Artwork > A Minor Place

Paintings from the Solo Show at Museum 52 London, 2007


The Situation of the Rocks
oil on canvas
152 x 183 cm
2007
Three Lustred Jugs
oil on canvas
60 x 80 cm
2007
French Interior
oil on canvas
208 x 302 cm
2007
A Small Conclave
oil on canvas
85 x 65 cms
2007
Nocturne
oil on canvas
85 x 65 cms
2012

PRESS RELEASE

MUSEUM 52
KAY HARWOOD
A MINOR PLACE

Museum 52 is pleased to present its second solo exhibition of paintings by Kay Harwood. The exhibition will explore Harwood's continuing obsession with the disquieting effects of combining miss-matched visual material.

Harwood draws together disparate fragments from historical traditions of western figurative painting along with imagery from personal photographs, art deco posters, vintage fashion culture and numerous other sources, to create a fictitious and subtly displaced space and time. The making of a collage, which forms the template for each painting is important to Harwood's working process. The new works presented depict objects and persons within obscure or abstracted locations.

French Interior, 2007, presents a room occupied by two women. The room is perspectively incorrect, yet a woman stands towards the rear of the painting leaning against a pillar, looking out onto a landscape. This vista, possibly somewhere in the Middle East, is painted in a style reminiscent of the American Sublime. To the left of the painting another woman sits on the floor glancing away from her newspaper, her pose and appearance are such that she could be in an advertisement. Towards the centre of the image is a circular table, tilted so that it seems to be on the same plane as the viewer. Harwood mixes elements that possess different purposes, the origins of which are obscured, if not lost.

In the painting Nocturne, 2007, Harwood has depicted a garden ornament in the form of a swan sitting within a backdrop reminiscent of a sketch from the late Renaissance. She describes her interest in the swan motif as

'something with a certain fallibility and pathos, despite being an elegant and 'timeless' motif. Its status as a 'dumb' garden ornament works in opposition to any notion of virtuosity suggested by the backdrop.'

It is apparent that such a combination of items only maintains its tension due to Harwood's ability to create a cohesive, desirable image. This indicates an interest in the exploration of the role of painting and beauty within visual history.

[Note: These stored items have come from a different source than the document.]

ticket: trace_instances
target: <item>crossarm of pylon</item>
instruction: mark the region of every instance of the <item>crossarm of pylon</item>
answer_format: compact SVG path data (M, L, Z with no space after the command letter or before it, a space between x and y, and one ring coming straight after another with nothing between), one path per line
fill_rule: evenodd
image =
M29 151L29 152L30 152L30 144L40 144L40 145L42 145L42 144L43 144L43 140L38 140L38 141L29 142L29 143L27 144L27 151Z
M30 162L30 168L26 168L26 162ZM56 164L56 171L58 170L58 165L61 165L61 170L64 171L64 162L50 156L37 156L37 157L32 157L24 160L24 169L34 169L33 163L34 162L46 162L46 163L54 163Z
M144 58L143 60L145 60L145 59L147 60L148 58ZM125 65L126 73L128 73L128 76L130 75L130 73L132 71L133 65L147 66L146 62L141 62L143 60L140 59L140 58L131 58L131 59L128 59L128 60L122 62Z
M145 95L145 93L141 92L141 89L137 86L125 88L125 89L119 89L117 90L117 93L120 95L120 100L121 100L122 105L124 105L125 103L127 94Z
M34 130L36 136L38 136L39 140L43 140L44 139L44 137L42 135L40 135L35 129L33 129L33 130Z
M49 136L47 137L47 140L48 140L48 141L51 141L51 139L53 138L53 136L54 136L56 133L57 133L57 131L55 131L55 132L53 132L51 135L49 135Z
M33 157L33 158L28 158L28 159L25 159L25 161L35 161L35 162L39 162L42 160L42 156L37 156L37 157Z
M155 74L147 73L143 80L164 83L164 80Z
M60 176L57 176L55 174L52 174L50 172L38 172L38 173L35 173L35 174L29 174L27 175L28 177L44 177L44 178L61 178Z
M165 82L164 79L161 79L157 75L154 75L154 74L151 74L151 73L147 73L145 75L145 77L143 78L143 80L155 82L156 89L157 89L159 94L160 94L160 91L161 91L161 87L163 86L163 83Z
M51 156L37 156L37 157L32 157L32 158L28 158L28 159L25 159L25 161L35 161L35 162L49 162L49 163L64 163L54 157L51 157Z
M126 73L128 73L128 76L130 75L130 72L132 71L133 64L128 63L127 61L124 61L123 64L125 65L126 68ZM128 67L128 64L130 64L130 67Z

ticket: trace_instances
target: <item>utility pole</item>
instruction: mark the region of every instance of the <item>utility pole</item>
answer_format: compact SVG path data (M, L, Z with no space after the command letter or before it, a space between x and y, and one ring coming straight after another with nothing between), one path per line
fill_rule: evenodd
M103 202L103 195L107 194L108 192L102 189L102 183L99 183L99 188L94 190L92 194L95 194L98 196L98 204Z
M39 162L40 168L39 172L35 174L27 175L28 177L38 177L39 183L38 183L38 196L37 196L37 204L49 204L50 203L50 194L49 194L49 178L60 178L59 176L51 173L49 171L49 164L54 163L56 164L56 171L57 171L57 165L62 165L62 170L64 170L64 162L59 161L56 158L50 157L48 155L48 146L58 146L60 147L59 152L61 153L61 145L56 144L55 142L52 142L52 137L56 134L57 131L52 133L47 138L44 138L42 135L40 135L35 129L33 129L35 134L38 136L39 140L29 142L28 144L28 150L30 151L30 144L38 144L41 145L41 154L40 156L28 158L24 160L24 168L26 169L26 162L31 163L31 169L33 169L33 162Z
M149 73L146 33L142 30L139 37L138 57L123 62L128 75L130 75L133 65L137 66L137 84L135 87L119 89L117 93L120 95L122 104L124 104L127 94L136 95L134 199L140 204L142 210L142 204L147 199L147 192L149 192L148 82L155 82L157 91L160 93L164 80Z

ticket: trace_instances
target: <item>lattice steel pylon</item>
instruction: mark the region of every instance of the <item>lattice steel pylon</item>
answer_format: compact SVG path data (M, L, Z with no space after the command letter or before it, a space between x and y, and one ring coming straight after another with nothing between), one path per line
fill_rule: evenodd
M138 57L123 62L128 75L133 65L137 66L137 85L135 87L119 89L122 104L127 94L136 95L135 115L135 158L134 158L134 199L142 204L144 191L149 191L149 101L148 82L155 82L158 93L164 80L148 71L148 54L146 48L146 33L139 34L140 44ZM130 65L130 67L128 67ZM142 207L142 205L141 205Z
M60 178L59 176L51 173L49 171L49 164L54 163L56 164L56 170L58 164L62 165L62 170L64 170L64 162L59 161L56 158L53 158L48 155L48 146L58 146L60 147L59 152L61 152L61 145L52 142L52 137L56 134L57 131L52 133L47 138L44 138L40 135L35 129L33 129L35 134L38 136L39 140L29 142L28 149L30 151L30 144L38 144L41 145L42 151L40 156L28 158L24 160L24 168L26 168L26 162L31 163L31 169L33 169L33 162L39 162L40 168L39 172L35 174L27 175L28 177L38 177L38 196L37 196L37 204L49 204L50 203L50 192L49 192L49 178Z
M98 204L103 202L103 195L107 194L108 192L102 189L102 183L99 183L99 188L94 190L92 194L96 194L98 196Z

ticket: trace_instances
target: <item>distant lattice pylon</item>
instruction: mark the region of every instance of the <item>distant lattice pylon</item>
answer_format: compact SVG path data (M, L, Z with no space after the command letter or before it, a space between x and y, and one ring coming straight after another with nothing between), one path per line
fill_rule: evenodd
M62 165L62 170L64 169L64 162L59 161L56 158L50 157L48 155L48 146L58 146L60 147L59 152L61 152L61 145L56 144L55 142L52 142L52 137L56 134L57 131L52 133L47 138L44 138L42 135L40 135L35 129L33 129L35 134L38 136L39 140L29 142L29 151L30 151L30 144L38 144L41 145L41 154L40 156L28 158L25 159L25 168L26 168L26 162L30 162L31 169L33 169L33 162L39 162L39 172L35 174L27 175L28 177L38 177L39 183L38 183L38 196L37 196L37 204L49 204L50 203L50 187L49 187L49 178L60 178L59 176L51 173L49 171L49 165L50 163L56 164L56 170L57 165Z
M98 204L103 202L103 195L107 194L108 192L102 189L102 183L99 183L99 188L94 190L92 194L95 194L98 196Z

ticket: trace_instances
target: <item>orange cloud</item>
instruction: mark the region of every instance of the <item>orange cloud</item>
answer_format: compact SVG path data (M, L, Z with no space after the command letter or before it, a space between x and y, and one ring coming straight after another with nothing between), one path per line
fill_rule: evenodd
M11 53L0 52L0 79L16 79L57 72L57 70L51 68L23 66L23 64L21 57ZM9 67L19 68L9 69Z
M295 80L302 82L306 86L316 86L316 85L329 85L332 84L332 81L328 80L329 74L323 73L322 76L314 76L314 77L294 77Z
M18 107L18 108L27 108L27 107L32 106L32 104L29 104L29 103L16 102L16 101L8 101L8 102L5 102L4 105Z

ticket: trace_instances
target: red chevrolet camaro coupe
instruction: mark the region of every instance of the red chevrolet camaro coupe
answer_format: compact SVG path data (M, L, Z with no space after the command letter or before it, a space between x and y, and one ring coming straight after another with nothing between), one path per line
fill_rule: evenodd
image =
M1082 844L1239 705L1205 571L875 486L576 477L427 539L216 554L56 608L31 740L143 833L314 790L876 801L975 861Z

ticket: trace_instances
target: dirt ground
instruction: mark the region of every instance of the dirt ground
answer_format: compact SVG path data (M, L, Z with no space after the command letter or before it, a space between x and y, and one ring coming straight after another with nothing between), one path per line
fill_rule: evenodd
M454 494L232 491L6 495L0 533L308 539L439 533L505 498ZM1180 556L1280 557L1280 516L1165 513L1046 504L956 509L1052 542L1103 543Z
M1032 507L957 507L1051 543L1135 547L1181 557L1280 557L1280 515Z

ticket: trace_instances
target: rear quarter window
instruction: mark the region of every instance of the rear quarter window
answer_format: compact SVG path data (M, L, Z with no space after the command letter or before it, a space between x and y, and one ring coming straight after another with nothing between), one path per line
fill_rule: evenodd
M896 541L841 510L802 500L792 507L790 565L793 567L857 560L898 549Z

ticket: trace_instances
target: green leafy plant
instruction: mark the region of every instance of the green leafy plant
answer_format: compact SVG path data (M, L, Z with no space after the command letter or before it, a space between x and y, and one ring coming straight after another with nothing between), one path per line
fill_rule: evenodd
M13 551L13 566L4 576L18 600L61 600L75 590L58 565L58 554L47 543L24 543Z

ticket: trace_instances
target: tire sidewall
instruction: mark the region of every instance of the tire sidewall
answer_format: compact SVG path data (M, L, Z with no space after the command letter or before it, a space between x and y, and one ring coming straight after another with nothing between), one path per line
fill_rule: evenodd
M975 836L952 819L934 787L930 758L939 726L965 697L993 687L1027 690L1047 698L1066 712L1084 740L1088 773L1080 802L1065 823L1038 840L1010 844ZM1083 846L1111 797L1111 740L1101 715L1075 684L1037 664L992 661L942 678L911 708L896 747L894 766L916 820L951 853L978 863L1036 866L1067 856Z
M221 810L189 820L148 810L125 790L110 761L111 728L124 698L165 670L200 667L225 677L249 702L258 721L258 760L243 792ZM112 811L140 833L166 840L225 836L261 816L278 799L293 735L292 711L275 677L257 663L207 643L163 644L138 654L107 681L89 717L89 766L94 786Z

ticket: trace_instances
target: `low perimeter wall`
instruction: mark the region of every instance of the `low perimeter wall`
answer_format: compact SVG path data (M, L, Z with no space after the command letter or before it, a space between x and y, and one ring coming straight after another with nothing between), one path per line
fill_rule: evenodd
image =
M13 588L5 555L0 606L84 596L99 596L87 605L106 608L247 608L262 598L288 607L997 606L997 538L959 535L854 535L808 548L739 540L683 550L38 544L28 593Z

The paintings which influence the work invoke luxury, decadence and a laborious process, the necessity for which has arguably been made unnecessary by more advanced forms of picture making. Harwood states 'I am interested in the continued ability of painting to force a slow reading of things, yet at the same time offer a pleasure similar to flicking through a magazine.' Thus, initially we are allowed to experience the image on surface value, polished and seemingly resolved. However, the oddity of the compositions and subject matter encourage the viewer to rest with the image, in a futile but beguiling process of untangling the narratives hidden within the painting. The result is a feeling of visual fetishism and isolation.

Harwood received the Painter-Stainers Award and the Cheneviere Fellowship. Her first solo show with Museum 52 was in November 2005. Exhibitions include The Lexmark European Art Prize, and Salon Nouveau, Engholm Engelhorn, Vienna.